President Jim Lentz conservatively predicted 2011 light-vehicle sales of 12.5 million units, with a slow first half but sales acceleration in the second half.
Speaking at the 2011 Automotive News World Congress, Lentz said that new products such as the Prius V wagon, as well as the redesigned Camry, will pace Toyota's new-vehicle sales. Lentz said Toyota will expand its alternative-fuels lineup with 11 new or redesigned hybrids by the end of 2012, including electric versions of the Scion iQ and RAV4.
“Our loyal owners are back. Our conquest owners are coming back, but not to the position of where they were before the recall,” Lentz said. “We are well on the road to recovery.”
Due to the recall crisis, Toyota sales were flat in 2010, compared to the overall industry increase of 11 percent. However, the Toyota brand remained the No. 1 marque in retail sales.
“We did get a little smaller last year,” Lentz said.
Lentz, 55, gave several reasons for long-term optimism about U.S. auto sales:
• By 2020, the driving age population will have increased by 24 million people, with that demographic pull forcing the auto industry out of its doldrums;
• The scrappage rate is exceeding registrations, and the average age of vehicles on the road is at its oldest since 1998; and
• The number of vehicles less than five years old will be at its lowest level in 27 years in 2013.

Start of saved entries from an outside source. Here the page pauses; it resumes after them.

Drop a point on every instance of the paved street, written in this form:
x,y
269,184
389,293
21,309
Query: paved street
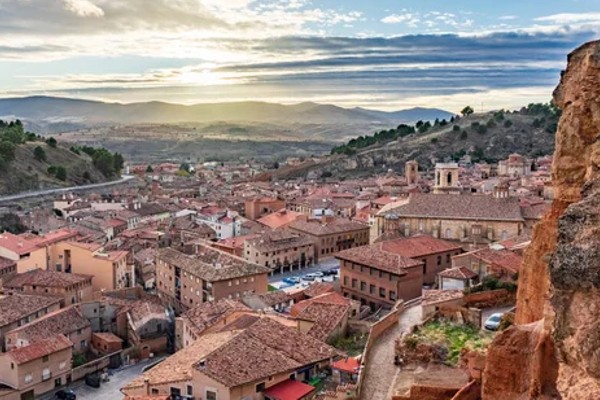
x,y
487,312
381,371
108,390
321,266
37,193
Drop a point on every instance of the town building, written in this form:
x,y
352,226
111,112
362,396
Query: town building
x,y
184,281
71,288
331,235
446,179
280,250
257,208
467,218
36,369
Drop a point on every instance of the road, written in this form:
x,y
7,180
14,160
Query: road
x,y
25,195
381,371
321,266
109,390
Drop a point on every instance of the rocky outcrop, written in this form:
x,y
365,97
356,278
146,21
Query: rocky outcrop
x,y
554,351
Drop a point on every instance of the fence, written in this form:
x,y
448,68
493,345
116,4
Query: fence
x,y
377,329
98,364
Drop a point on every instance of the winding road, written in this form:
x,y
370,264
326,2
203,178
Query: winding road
x,y
46,192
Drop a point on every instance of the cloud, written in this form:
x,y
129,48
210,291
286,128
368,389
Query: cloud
x,y
569,18
83,8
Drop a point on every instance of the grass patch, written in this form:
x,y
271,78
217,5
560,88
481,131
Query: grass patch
x,y
352,345
453,337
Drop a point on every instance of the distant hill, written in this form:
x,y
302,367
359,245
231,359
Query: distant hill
x,y
29,162
487,137
54,114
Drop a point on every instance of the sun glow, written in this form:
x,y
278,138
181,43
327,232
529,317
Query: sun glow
x,y
201,78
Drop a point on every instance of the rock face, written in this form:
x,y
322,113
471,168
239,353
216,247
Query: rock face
x,y
559,286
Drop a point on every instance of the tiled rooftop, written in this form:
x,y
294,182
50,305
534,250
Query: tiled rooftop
x,y
22,355
458,207
210,264
16,306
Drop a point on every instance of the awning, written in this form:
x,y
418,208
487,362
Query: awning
x,y
288,390
350,365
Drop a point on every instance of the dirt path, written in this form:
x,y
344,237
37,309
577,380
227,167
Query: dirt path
x,y
381,372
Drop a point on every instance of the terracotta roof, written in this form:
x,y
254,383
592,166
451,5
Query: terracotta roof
x,y
289,390
373,256
441,296
279,240
264,349
279,218
15,306
326,317
179,366
348,364
211,264
22,355
16,244
319,228
458,207
44,278
418,246
63,321
207,314
462,273
505,259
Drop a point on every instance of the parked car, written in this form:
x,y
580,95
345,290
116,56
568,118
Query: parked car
x,y
66,394
291,280
493,322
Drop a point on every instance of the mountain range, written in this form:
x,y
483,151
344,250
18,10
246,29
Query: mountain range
x,y
53,114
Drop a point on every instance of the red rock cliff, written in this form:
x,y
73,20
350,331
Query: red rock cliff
x,y
553,351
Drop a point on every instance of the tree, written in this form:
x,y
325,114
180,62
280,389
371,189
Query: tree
x,y
104,161
39,153
61,173
11,223
51,142
468,110
7,150
118,162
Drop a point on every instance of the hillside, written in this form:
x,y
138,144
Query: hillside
x,y
52,114
486,137
28,162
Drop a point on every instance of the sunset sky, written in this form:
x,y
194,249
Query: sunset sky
x,y
381,54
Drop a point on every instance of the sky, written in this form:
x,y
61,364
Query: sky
x,y
380,54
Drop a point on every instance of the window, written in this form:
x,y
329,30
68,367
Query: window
x,y
210,395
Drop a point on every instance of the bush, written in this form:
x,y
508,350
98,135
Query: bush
x,y
51,142
39,153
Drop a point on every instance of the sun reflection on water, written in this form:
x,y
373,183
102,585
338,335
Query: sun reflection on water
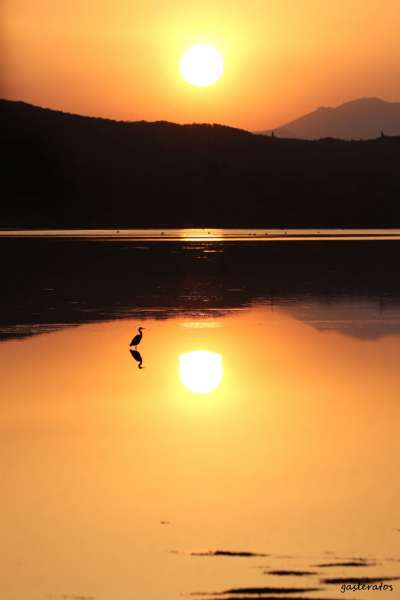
x,y
201,371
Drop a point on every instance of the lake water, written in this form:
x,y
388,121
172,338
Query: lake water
x,y
254,455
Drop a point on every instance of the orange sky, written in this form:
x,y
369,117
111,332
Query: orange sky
x,y
120,59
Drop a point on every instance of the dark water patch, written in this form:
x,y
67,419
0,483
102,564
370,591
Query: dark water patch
x,y
357,580
347,564
259,591
269,597
244,553
48,285
284,573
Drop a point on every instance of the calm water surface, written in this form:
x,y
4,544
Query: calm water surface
x,y
255,454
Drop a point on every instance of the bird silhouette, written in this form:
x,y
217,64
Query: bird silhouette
x,y
137,339
138,357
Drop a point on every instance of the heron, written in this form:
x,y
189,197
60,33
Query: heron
x,y
138,357
138,338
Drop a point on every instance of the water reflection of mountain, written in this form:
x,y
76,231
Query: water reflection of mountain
x,y
351,287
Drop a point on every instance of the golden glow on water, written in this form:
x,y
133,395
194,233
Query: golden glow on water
x,y
200,371
293,453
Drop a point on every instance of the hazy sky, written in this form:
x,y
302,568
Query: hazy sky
x,y
120,59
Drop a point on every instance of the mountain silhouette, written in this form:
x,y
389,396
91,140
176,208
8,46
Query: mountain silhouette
x,y
364,119
64,170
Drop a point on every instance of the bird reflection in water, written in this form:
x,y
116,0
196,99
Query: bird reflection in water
x,y
138,357
138,338
135,342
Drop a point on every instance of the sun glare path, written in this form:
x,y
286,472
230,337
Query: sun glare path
x,y
200,371
201,65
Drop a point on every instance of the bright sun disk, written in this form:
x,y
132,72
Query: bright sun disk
x,y
200,371
201,65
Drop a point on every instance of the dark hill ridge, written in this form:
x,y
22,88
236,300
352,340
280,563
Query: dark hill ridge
x,y
359,119
67,170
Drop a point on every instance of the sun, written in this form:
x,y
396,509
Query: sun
x,y
200,371
201,65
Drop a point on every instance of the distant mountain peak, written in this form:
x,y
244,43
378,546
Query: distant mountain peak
x,y
362,118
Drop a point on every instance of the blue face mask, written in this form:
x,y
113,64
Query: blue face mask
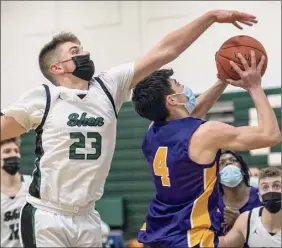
x,y
254,182
231,176
190,102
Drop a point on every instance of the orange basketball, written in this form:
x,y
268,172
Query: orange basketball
x,y
228,51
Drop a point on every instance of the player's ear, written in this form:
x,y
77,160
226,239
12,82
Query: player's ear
x,y
170,100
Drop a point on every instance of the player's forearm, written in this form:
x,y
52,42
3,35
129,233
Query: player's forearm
x,y
206,100
267,122
175,43
221,243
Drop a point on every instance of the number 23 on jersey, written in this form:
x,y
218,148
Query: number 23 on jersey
x,y
160,166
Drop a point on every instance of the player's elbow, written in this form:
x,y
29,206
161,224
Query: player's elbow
x,y
275,138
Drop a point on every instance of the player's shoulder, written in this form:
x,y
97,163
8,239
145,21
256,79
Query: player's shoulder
x,y
115,71
39,91
26,179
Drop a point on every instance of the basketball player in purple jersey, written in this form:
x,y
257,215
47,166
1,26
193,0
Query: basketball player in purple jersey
x,y
183,154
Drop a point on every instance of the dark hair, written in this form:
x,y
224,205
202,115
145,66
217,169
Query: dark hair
x,y
149,96
47,55
270,172
17,141
244,166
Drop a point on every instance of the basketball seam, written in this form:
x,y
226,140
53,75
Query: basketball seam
x,y
233,61
264,53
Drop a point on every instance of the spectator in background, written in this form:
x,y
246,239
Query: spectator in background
x,y
133,243
254,176
105,229
14,189
237,195
260,227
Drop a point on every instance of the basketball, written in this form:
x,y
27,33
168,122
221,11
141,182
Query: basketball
x,y
228,51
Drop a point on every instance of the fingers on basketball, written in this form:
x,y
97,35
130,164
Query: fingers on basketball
x,y
229,52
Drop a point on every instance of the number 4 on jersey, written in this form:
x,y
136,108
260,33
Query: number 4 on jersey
x,y
160,166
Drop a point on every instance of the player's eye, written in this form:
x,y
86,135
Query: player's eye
x,y
277,186
265,187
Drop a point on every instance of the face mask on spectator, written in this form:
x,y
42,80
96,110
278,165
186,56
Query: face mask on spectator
x,y
231,176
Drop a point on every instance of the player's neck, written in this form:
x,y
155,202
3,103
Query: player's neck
x,y
177,114
237,194
271,222
8,180
73,82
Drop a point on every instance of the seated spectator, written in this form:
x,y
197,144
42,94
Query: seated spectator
x,y
14,189
105,229
260,227
237,195
254,175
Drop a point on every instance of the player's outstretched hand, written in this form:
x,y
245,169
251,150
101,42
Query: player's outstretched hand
x,y
251,75
226,16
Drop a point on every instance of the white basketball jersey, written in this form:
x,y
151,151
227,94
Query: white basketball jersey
x,y
76,143
258,235
10,214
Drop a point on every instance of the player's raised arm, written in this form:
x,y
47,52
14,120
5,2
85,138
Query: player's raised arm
x,y
175,43
206,100
265,134
236,236
23,115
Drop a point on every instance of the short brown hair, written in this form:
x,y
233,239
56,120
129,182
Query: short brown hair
x,y
270,172
47,54
16,140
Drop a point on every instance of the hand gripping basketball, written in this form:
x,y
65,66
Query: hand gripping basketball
x,y
251,75
225,16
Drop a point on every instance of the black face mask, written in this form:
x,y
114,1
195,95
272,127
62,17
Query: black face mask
x,y
84,67
272,202
11,165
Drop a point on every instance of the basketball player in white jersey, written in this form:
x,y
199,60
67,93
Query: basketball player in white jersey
x,y
14,189
75,124
260,227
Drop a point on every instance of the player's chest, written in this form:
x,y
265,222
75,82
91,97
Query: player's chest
x,y
11,208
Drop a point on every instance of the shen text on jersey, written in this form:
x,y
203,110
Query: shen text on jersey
x,y
76,120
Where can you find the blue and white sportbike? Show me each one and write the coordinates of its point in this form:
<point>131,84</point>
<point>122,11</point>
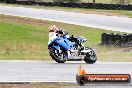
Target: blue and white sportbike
<point>64,49</point>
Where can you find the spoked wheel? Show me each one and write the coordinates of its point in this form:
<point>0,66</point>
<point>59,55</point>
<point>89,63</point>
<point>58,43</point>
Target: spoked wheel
<point>58,55</point>
<point>90,57</point>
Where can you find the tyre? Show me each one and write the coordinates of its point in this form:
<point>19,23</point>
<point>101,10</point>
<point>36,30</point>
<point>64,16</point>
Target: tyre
<point>90,57</point>
<point>58,56</point>
<point>80,80</point>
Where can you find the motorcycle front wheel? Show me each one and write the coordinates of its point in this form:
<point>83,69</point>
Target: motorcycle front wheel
<point>58,56</point>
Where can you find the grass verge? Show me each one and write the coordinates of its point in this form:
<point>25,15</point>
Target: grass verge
<point>26,39</point>
<point>37,85</point>
<point>80,10</point>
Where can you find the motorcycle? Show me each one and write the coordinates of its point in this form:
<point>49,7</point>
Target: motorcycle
<point>62,49</point>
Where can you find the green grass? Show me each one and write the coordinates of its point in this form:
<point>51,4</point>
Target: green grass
<point>81,10</point>
<point>26,39</point>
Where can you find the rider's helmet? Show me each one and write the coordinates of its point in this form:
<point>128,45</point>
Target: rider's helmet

“We believe the ‘new normal' means better, more prosperous years ahead for automakers, suppliers and others associated with our industry,” Lentz said.
Regarding the cause of the recall crisis, Lentz admitted that Toyota's vaunted “go and see” system of customer management was not adequate to spot the looming recall crisis.
Not transparent enough
“We missed what the customer was telling us. We didn't listen to what the customer thought was important. We didn't respond adequately to our customers. We weren't very transparent with our regulators,” Lentz said.
He added that Toyota Motor Corp. under the leadership of CEO Akio Toyoda “really believes in regional operations, that decisions have to be made closer to the market, closer to the customer.”
Lentz noted that, among loyal Toyota customers who purchased new vehicles last year, there was a higher loyalty rate among customers who had recall repairs performed than among those who did not.